(Bloomberg) -- Germany’s cabinet rushed through legislation allowing it to rescue struggling energy companies as Russia’s squeeze on gas supplies rips through the industry.

Uniper SE, whose business depends on cheap Russian gas, is set to be the first to receive government support. Officials said on Monday the company needed as much as 9 billion euros ($9.3 billion) -- about twice its market value.

The legislation enables the state to offer bailout packages including taking stakes and also includes a mechanism to pass on part of the surging cost of gas to consumers, a government official said earlier on Tuesday. The cabinet approved the bill and it will go to parliament later this week.

Economy Minister Robert Habeck has said the crisis in the energy industry risks triggering a Lehman Brothers moment, a domino effect that could collapse the market. Russia has already curbed its gas flows to Germany and officials are bracing for more cuts that threaten the fabric of Europe’s biggest economy.

“We will do everything to keep up the basic supply in the coming winter and to keep the energy markets running as long as possible, despite rising prices and increasing risks,” he said.

Ministers are racing to get the measures in place before a key pipeline is shut down for maintenance on July 11. Berlin fears Moscow may never turn it back on after the work.

Read: Germany Fears Russia Could Permanently Close Main Gas Pipeline

German officials are still wrestling over how the massive cost of surging gas prices to the industry will now be shared between companies and taxpayers.

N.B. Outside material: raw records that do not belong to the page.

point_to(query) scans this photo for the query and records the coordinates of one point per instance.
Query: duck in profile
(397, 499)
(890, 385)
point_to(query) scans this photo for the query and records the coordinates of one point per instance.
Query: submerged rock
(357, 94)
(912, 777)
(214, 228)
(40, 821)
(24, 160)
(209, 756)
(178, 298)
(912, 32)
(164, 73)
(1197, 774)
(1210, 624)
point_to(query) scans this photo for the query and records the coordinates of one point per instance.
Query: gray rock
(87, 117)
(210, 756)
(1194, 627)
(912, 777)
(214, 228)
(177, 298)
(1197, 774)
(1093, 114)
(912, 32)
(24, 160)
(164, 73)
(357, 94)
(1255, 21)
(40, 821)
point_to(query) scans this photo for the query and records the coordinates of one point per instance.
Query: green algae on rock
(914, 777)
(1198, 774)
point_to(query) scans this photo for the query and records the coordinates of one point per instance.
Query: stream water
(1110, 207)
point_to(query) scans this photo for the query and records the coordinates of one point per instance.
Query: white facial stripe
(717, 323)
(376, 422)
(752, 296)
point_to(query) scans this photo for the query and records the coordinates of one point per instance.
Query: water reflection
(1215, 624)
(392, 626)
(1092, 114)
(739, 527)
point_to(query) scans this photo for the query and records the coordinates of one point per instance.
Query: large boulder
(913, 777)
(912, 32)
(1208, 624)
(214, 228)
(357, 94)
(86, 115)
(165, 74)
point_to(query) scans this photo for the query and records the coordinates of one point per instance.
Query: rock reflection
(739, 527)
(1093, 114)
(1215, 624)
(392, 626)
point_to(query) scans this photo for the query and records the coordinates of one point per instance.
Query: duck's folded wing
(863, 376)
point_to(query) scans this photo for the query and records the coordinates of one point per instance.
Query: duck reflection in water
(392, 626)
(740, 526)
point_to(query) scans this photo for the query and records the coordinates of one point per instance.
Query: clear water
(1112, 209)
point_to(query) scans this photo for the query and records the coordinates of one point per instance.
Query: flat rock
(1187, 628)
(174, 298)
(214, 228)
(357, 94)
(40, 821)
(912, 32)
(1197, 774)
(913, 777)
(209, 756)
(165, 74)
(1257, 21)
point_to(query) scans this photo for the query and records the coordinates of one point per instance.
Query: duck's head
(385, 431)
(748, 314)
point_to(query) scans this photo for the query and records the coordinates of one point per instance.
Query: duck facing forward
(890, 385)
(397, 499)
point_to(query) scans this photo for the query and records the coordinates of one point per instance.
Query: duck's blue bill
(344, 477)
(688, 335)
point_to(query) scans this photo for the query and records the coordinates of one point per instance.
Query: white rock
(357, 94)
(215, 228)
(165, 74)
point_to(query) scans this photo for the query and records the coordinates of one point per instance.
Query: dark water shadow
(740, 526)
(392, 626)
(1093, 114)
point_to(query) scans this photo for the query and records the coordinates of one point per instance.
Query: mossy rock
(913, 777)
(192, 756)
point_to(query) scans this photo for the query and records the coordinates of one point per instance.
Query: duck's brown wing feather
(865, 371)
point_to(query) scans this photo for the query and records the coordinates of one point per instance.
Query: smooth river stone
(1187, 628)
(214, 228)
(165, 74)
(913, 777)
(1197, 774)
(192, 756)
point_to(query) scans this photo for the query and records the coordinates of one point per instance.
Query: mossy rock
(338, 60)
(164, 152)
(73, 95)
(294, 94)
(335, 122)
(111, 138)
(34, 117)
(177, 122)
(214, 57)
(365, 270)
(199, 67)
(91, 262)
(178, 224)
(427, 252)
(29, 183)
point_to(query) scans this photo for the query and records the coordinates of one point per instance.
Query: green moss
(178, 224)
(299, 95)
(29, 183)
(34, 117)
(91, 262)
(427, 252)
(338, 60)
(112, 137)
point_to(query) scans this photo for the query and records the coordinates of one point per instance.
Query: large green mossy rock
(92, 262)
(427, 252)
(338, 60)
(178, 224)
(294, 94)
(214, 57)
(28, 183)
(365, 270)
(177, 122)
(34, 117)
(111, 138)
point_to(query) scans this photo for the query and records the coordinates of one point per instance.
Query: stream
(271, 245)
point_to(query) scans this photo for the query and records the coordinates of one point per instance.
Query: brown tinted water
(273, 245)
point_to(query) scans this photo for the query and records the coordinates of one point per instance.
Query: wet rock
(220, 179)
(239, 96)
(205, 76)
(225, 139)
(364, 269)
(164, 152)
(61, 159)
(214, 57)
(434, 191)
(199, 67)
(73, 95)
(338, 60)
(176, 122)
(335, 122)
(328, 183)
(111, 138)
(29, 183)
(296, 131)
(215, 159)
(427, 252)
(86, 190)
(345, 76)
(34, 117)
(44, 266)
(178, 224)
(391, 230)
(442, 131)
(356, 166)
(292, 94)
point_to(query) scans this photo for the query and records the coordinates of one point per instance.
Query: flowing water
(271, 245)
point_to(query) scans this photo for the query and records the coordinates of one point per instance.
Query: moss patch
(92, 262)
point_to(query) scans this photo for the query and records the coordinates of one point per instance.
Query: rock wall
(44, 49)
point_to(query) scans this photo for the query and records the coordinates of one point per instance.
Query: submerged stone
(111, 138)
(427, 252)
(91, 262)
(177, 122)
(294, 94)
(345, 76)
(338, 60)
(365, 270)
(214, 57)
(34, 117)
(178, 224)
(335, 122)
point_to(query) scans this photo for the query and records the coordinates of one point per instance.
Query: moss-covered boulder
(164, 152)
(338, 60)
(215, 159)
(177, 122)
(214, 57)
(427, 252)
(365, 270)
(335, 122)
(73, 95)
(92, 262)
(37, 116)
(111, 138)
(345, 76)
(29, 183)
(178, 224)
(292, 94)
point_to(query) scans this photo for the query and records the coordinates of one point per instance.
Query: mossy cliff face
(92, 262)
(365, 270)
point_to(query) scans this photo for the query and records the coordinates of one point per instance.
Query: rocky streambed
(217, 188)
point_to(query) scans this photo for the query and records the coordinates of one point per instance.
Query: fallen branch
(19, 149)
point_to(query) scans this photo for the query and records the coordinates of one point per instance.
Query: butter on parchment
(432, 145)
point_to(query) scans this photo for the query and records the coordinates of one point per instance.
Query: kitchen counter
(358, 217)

The government needs to weigh up the threat that any extra levy will spur inflation and voter unrest, but it also wants to use measures at its disposal to encourage consumers to use less gas. Habeck has signaled that higher energy prices are on the way to motivate users to be more energy-efficient.

While Uniper represents the most urgent concern, the broader economy is also in peril as the government is trying to contain the fallout for consumers and industry. Plans have been drafted for rationing, with Germany’s vast industry poised to suffer shortages. 

Shares in Uniper rose as much as 11% on Tuesday after losing more than a quarter of their value on Monday. The stock then gave up those gains to trade little changed.

Uniper declined to comment. The company said last week it was in talks with the government to secure liquidity. Analysts estimate that curbed Russian flows are costing the utility 30 million euros a day.